Jane Ridley

The name of the game

Jane Ridley

issue 13 October 2007

Between 1997 and the passing of the Hunting with Dogs Act in 2004, parliament spent 700 hours debating hunting. Over 250,000 people took part in the Countryside March through London in 1998. Why such an apparently marginal issue, involving a tiny minority of rural troglodytes, should have mattered so much in the modern age of New Labour is a question well worth asking.

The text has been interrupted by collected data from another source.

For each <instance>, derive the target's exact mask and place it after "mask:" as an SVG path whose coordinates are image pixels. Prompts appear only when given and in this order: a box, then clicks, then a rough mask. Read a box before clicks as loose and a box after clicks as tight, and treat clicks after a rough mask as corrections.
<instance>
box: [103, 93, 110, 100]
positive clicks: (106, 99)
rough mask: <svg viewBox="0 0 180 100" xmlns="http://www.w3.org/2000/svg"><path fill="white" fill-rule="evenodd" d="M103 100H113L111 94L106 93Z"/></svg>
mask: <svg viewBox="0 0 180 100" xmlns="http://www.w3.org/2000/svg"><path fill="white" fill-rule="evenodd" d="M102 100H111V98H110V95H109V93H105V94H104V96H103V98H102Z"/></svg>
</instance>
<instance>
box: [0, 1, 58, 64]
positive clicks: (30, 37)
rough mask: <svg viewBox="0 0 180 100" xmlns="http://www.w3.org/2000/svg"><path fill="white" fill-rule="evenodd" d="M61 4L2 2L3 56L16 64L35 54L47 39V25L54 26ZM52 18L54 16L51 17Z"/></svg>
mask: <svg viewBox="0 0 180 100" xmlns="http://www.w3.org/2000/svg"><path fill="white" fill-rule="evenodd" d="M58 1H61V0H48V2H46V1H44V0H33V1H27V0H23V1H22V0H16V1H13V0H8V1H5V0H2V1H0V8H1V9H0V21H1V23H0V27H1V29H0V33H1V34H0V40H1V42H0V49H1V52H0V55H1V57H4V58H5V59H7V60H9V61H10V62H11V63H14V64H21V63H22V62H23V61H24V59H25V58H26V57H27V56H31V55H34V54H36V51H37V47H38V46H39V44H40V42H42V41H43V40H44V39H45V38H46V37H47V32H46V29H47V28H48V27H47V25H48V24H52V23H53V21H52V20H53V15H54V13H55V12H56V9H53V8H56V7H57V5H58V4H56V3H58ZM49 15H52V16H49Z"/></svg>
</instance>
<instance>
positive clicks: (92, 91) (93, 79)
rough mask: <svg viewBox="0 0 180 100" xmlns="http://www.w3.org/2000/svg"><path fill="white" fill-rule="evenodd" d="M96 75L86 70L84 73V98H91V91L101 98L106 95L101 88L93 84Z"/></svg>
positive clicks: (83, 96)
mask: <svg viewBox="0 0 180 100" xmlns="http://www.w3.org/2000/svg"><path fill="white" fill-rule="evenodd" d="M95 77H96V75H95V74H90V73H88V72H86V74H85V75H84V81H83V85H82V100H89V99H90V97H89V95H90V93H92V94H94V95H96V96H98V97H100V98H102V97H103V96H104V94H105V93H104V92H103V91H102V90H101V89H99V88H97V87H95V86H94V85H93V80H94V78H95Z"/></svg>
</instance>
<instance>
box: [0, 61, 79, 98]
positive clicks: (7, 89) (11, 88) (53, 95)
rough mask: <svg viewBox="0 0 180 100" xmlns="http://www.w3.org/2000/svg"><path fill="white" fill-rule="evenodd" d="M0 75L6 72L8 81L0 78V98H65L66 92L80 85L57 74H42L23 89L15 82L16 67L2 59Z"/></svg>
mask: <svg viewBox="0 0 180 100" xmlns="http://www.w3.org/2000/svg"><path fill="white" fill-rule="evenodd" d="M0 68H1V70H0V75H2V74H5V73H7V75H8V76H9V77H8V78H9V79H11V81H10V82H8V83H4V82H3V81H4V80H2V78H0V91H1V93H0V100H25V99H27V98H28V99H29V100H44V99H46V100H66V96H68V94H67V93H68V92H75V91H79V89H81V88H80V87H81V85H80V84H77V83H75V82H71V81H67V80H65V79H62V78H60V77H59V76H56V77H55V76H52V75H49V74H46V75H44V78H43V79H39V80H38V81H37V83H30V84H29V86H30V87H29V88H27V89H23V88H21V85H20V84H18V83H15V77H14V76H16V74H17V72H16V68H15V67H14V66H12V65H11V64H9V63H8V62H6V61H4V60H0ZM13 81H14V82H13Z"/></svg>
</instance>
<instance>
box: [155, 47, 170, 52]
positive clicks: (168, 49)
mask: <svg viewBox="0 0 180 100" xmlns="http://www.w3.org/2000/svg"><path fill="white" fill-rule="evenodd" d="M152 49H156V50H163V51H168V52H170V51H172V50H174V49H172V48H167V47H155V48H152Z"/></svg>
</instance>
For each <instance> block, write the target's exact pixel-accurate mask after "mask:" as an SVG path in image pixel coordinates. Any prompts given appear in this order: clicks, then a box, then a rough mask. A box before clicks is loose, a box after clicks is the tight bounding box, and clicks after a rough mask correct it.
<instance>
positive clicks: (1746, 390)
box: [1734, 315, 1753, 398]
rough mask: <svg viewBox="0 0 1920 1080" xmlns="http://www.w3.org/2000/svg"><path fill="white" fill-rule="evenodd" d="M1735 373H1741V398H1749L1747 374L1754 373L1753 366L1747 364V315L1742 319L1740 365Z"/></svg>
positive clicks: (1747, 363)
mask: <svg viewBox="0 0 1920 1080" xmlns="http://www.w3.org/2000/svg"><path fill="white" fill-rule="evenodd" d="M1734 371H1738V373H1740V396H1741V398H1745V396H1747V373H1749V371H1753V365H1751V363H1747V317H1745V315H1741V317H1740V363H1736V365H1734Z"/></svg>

Emma Griffin is an admirably even-handed historian with very long sight. By casting back to 1066 her study gives a fresh perspective, and she achieves the difficult feat of saying something new about hunting. Her argument goes like this. From the time of the Normans all the ingredients of hunting were in place. There were riders and dogs and they chased a solitary prey — in the Middle Ages, this was deer. The Normans called this par force hunting, and it was distinguished from the other form of hunting, practised by the Anglo-Saxons, which was known as drive hunting, when animals were driven into an enclosed space and killed with a sword or spear or arrow. Drive hunting allowed much more slaughter, and Queen Elizabeth I was partial to the sport, standing in a bower and shooting deer with a bow and arrow, but after her it died out until it was revived by shooters in the 18th century.

Par force hunting was far less efficient — the ratio of energy expended by the hunters to the energy used by the quarry was absurdly high. It was better sport because of the thrill of the chase, but it was divisive right from the start. Who owns the wild animals which are hunted has always been hotly disputed. The Norman kings were passionate hunters, and they nationalised vast tracts of land as royal forests and claimed that all the deer living there belonged to the king.